Their second call is to stagger the timing of contract terms between construction sectors. Rolling or cascading strikes can cripple ongoing construction projects. That fact was on full display in the spring of 2022, when a series of strikes by several unions dovetailed into one another, and disrupted work on many construction sites almost continuously between early May and the end of June.
A similar scenario occurred in the residential sector in Greater Toronto in or about 2005. A series of rolling strikes caused havoc in the housing industry. Numerous unions took strike action for the duration of the summer, causing untold delays and costs.
“Without a mandated protocol, the probability of rolling strikes, serious labour disruptions resulting in uncertainty, lack of industry stability and substantial loss of time and money is a very real issue,” the report says. “The lack of legislative guidelines results in destabilization of the industry, long and costly delays in completion of projects and erosion of confidence and thus investment on behalf of investors, both local and international.”
Extending a limited strike window to the ICI sector, as in the GTA residential sector, would help to control such issues.
The report also calls for repairs to the grievance process at the Ontario Labour Relations Board (OLRB). Currently, the parties to a collective agreement can refer a grievance to the OLRB for final and binding arbitration. The OLRB must then schedule a hearing date within 14 days from receipt of the referral. This can be done outside the grievance and arbitration provisions of the relevant collective agreement, which is problematic. Often, the steps described in the collective agreement can mandate swifter decisions.

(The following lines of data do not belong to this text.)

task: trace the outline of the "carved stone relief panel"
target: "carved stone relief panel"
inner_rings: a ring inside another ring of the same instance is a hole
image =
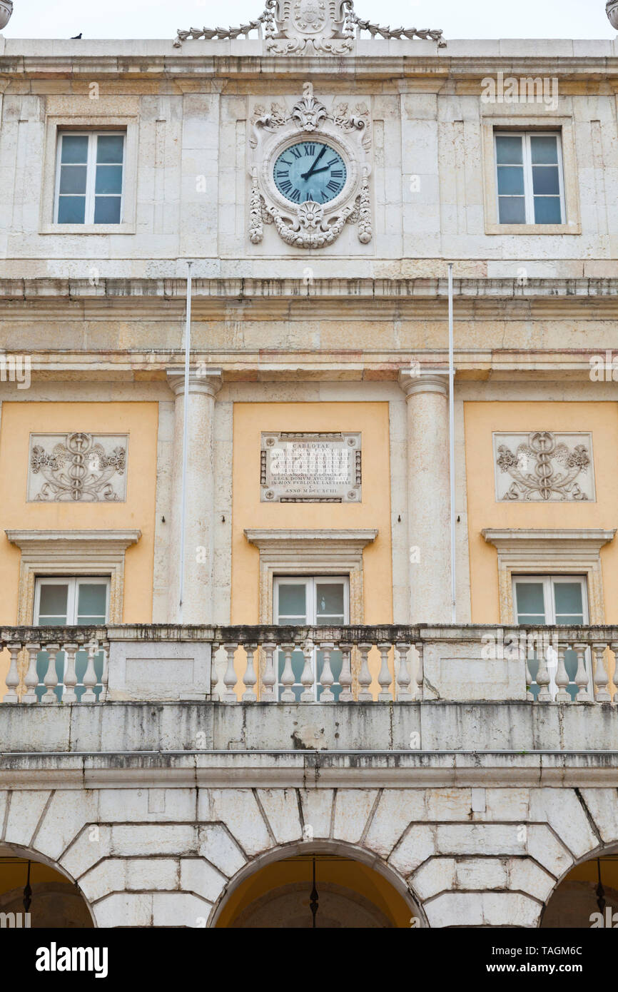
[[[493,445],[498,502],[596,500],[592,434],[496,432]]]
[[[128,434],[31,434],[28,502],[124,502],[128,442]]]
[[[360,434],[262,434],[262,503],[362,502]]]

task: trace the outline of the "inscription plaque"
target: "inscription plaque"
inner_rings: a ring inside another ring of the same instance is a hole
[[[360,434],[262,434],[262,503],[362,502]]]

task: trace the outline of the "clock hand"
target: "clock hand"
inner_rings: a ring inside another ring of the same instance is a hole
[[[312,173],[313,173],[313,176],[317,176],[317,173],[327,173],[329,169],[330,169],[330,166],[322,166],[321,169],[313,169]],[[302,180],[304,180],[306,178],[309,179],[310,175],[311,175],[311,173],[305,173],[305,175],[301,176],[301,179]]]
[[[309,176],[311,176],[311,175],[312,175],[312,173],[313,173],[313,170],[315,169],[315,166],[317,165],[317,163],[319,162],[319,160],[321,159],[321,157],[322,157],[322,155],[323,155],[323,154],[325,153],[325,151],[326,151],[326,146],[324,145],[324,146],[323,146],[323,148],[322,148],[322,150],[321,150],[321,152],[319,153],[319,155],[318,155],[318,156],[317,156],[317,158],[315,159],[315,161],[314,161],[313,165],[312,165],[312,166],[311,166],[311,168],[309,169],[309,173],[303,173],[303,174],[301,175],[301,179],[302,179],[302,180],[308,180],[308,179],[309,178]]]

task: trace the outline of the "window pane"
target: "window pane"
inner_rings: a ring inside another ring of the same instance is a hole
[[[86,191],[86,167],[62,166],[61,169],[61,192]]]
[[[79,585],[77,594],[77,623],[105,623],[107,588],[100,583]]]
[[[537,224],[560,224],[562,211],[559,196],[535,196],[535,222]]]
[[[94,197],[94,223],[120,223],[120,196]]]
[[[557,138],[556,135],[532,137],[530,145],[533,166],[557,165]]]
[[[519,166],[524,161],[520,135],[496,138],[496,162],[499,166]]]
[[[97,162],[122,162],[124,137],[121,134],[99,135],[96,143]]]
[[[40,616],[60,616],[60,623],[66,623],[66,603],[68,601],[68,585],[41,585],[39,604]]]
[[[85,163],[88,158],[88,136],[84,135],[62,135],[62,148],[61,152],[61,162],[80,162]]]
[[[523,196],[500,196],[500,223],[525,224],[526,202]]]
[[[95,192],[122,192],[122,166],[97,166]]]
[[[524,170],[519,166],[499,166],[498,192],[501,196],[523,196]]]
[[[58,203],[59,224],[83,224],[85,209],[85,196],[60,196]]]
[[[559,196],[557,166],[533,166],[532,181],[535,195]]]
[[[343,584],[341,582],[317,582],[315,586],[316,614],[327,616],[343,615]]]
[[[543,582],[516,582],[517,612],[538,614],[545,623],[545,600],[543,597]],[[521,621],[520,621],[521,622]]]
[[[279,585],[279,615],[294,616],[304,622],[307,617],[306,588],[304,585]],[[302,619],[301,619],[302,618]]]
[[[570,613],[583,616],[583,603],[581,601],[580,582],[555,582],[554,602],[556,612]]]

The fourth recommendation is for the creation of new special commercial and institutional conditions covering smaller-scale commercial and institutional projects, such as public libraries, municipal or regional sports facilities, retail facilities of less than 50,000 square feet, schools, places of worship, fire halls and police stations.
Currently, companies that are bound to ICI collective agreements are effectively frozen out of these types of projects because they cannot compete with the lower wages (and, consequently, bids) provided by non-union firms.
New special institutional and commercial conditions within the ICI sector could include such provisions as flexible work hours, and base wage rates below the current ICI wages. Doing so could help restore competitiveness within the sector, and help bolster safety.
The fifth recommendation: to recognize that a lack of qualified subcontractors can give rise to a competitive disadvantage for contractors. The change aims to correct the situation where, in a particular geographic area, qualified subcontractors affiliated to the same union as the contractor are either unavailable or there may only be one possible option. In such cases, the contractor may be forced to self-perform the work, to put forward a bid price that may cause it to be non-competitive, or to work with an unaffiliated subcontractor (which could expose the contractor to a grievance and potential monetary damages).
The LRA currently does allow for contractors to provide relief against competitive disadvantages, but these do not include any reference to a lack of available subcontractors.
Finally, the report calls for the creation of project labour agreements that would apply to any project that receives provincial government funding of $5 million or more. These projects, again, are often lost by unionized contractors to their non-union counterparts.
While the LRA does allow for the creation of project agreements where the project is deemed “economically significant”, the contractors argue the scope of these agreements should be expanded to permit only members of the trade union performing the work to be employed.